Caldarelli M, Di Rocco C
Institute of Neurosurgery, Catholic University Medical School, Rome, Italy.
Surg Neurol. 1996 Sep;46(3):212-21. doi: 10.1016/0090-3019(96)00155-3.
Arachnoid cysts located within the interhemispheric fissure are a matter of discussion as to the surgical indication and the choice of the most appropriate surgical procedure. In fact, in spite of the large dimensions that they can reach, the clinical manifestations may remain subtle and apparently stable over the years. On the other hand, the larger utilization of prenatal ultrasound investigations has increased the number of lesions detected before they can provoke clinical manifestations. As far as surgery is concerned, two main options are available-an extrathecal shunting procedure or a direct approach to the lesion, with excision of its wall.
In this report, we analyze the results obtained in 25 children harboring an interhemispheric arachnoid cyst, surgically treated in the period 1978 to 1994. Mean age at diagnosis was 18.8 months (10 days to 15 years). RESULTS The main clinical manifestations included macrocrania, mild to moderate signs of increased intracranial pressure, cranial bulging, developmental delay, and neurologic signs. In 14 cases, the diagnosis had been obtained prenatally. The cyst was located in one hemicranium in 16 cases, whereas it was on the midline, with bilateral extension, in the remaining 9 cases; in the latter cases, variable degrees of callosal agenesis were also observed. All 25 children were operated on. In 16 of them, the treatment consisted of a craniotomy with wide excision of the cyst lining and marsupialization into the subarachnoid spaces of the midline (and/or into the ventricular system). In 6 children, the surgical procedure was a cystoperitoneal (CP) shunt. The last 3 children of our series underwent craniotomy and cyst excision after having been treated by means of a ventriculoperitoneal shunt. At follow-up examination, 17 children are normal, and the remaining 8 disclose mild to moderate psychomotor retardation.

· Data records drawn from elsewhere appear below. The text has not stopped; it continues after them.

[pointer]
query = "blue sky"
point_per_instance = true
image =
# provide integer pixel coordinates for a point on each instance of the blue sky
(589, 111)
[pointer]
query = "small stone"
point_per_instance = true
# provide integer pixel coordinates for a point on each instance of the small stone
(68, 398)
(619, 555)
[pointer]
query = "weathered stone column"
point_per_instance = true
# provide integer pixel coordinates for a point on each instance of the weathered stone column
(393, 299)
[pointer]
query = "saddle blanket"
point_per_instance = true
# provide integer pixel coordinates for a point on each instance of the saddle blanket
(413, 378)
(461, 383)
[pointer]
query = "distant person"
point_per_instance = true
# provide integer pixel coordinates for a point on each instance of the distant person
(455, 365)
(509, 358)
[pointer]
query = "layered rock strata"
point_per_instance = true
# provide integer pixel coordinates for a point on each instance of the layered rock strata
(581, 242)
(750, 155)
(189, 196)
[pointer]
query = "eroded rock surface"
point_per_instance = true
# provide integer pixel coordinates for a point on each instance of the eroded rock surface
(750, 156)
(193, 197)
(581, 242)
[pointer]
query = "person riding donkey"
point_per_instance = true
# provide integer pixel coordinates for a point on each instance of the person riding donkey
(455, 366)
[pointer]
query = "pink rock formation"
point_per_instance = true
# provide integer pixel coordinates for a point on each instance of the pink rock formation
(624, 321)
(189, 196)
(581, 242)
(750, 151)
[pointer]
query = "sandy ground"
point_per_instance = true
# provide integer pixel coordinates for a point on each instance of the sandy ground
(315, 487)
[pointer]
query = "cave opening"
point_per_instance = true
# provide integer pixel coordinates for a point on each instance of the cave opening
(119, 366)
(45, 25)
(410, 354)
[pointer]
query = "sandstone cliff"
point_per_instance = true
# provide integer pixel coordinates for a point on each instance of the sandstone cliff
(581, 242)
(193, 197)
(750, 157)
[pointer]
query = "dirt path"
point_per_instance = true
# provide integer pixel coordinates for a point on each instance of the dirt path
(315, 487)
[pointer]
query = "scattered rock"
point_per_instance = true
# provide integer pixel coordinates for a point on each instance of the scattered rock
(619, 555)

Although both craniotomy and CP shunt are associated with good results, the first surgical procedure offers the advantage of avoiding the insertion of a permanent cerebrospinal fluid shunt device and the known complications of this type of procedure.

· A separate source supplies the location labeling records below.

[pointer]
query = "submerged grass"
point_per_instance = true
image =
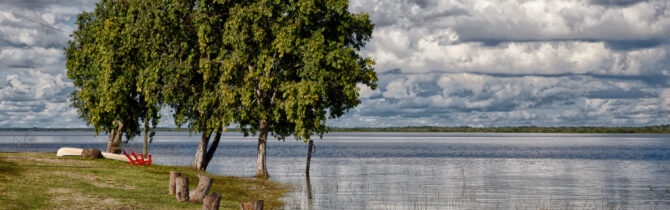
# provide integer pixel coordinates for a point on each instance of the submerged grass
(44, 181)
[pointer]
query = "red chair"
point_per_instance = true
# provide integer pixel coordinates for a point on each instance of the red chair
(137, 159)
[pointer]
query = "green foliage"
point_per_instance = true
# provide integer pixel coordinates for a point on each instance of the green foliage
(289, 65)
(293, 64)
(104, 60)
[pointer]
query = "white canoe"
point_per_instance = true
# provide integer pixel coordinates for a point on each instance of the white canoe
(70, 151)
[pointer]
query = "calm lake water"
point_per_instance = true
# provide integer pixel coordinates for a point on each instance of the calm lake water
(428, 170)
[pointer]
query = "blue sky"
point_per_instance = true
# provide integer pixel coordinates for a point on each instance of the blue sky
(440, 63)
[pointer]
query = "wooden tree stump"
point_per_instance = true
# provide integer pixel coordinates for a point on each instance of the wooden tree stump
(204, 183)
(173, 178)
(211, 201)
(182, 189)
(254, 205)
(91, 153)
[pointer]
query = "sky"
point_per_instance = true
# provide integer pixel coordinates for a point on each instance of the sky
(483, 63)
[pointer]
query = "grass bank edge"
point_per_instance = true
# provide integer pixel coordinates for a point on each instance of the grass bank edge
(44, 181)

位于大脑半球间裂的蛛网膜囊肿在手术指征及最合适手术方式的选择上存在争议。事实上,尽管它们可能长得很大,但临床表现可能多年来一直不明显且看似稳定。另一方面,产前超声检查的广泛应用增加了在病变引发临床表现之前被检测到的数量。就手术而言,有两种主要选择——鞘外分流术或直接处理病变并切除其囊壁。

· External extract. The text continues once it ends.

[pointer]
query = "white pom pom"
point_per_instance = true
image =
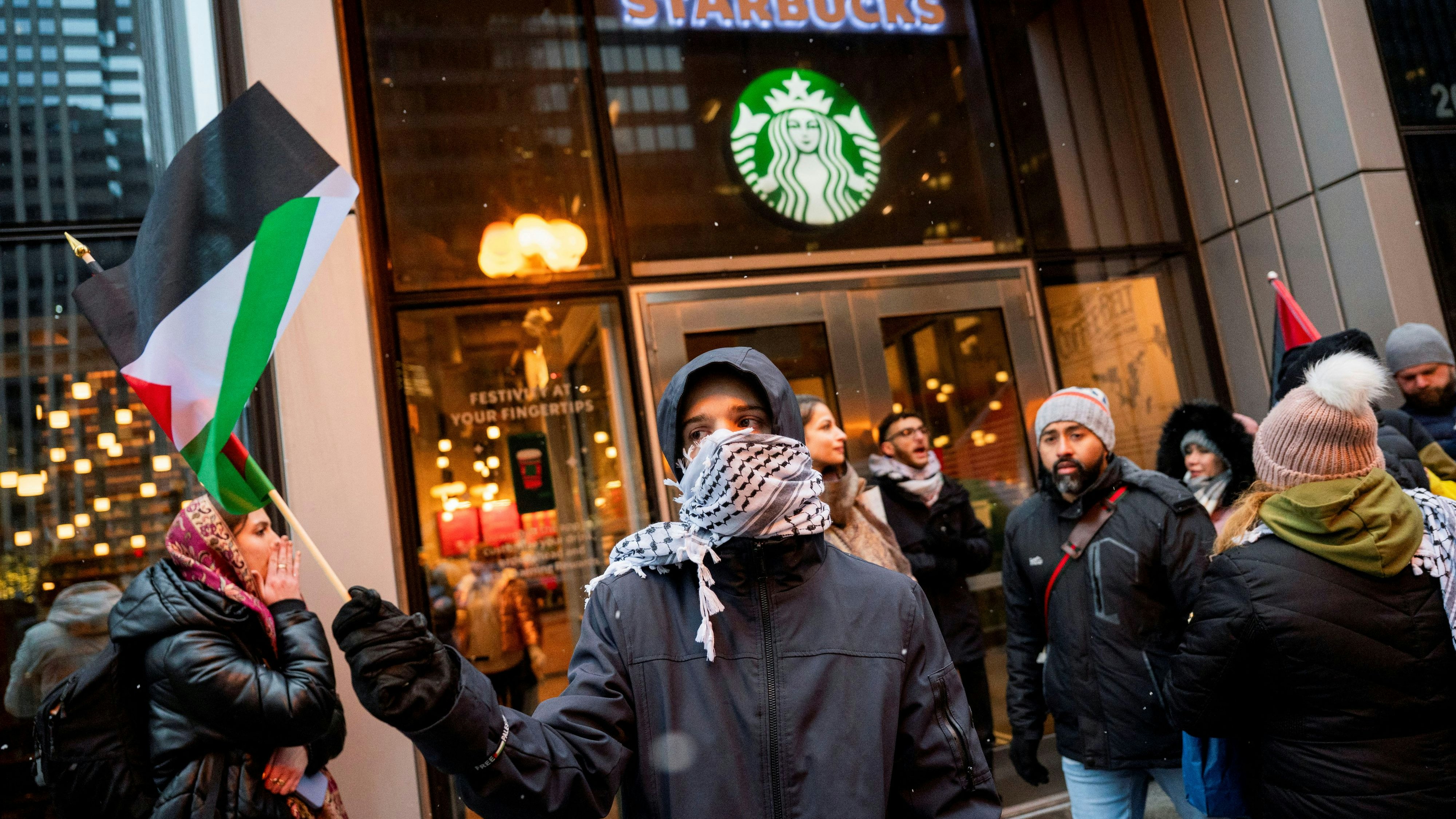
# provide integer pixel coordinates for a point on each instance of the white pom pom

在本报告中,我们分析了1978年至1994年间接受手术治疗的25例患有大脑半球间蛛网膜囊肿的儿童的结果。诊断时的平均年龄为18.8个月(10天至15岁)。结果主要临床表现包括巨头症、轻至中度颅内压升高体征、颅骨膨隆、发育迟缓及神经体征。14例在产前确诊。囊肿位于一侧颅骨的有16例,而其余9例位于中线且双侧延伸;在后一组病例中,还观察到不同程度的胼胝体发育不全。所有25例儿童均接受了手术。其中16例的治疗包括开颅手术,广泛切除囊肿内衬并将其敞开至中线的蛛网膜下腔(和/或脑室系统)。6例儿童接受了囊肿 - 腹腔(CP)分流术。本系列最后3例儿童在接受脑室 - 腹腔分流术后接受了开颅囊肿切除术。随访检查时,17例儿童正常,其余8例有轻至中度精神运动发育迟缓。
尽管开颅手术和CP分流术都有良好效果,但第一种手术方式具有避免插入永久性脑脊液分流装置及此类手术已知并发症的优势。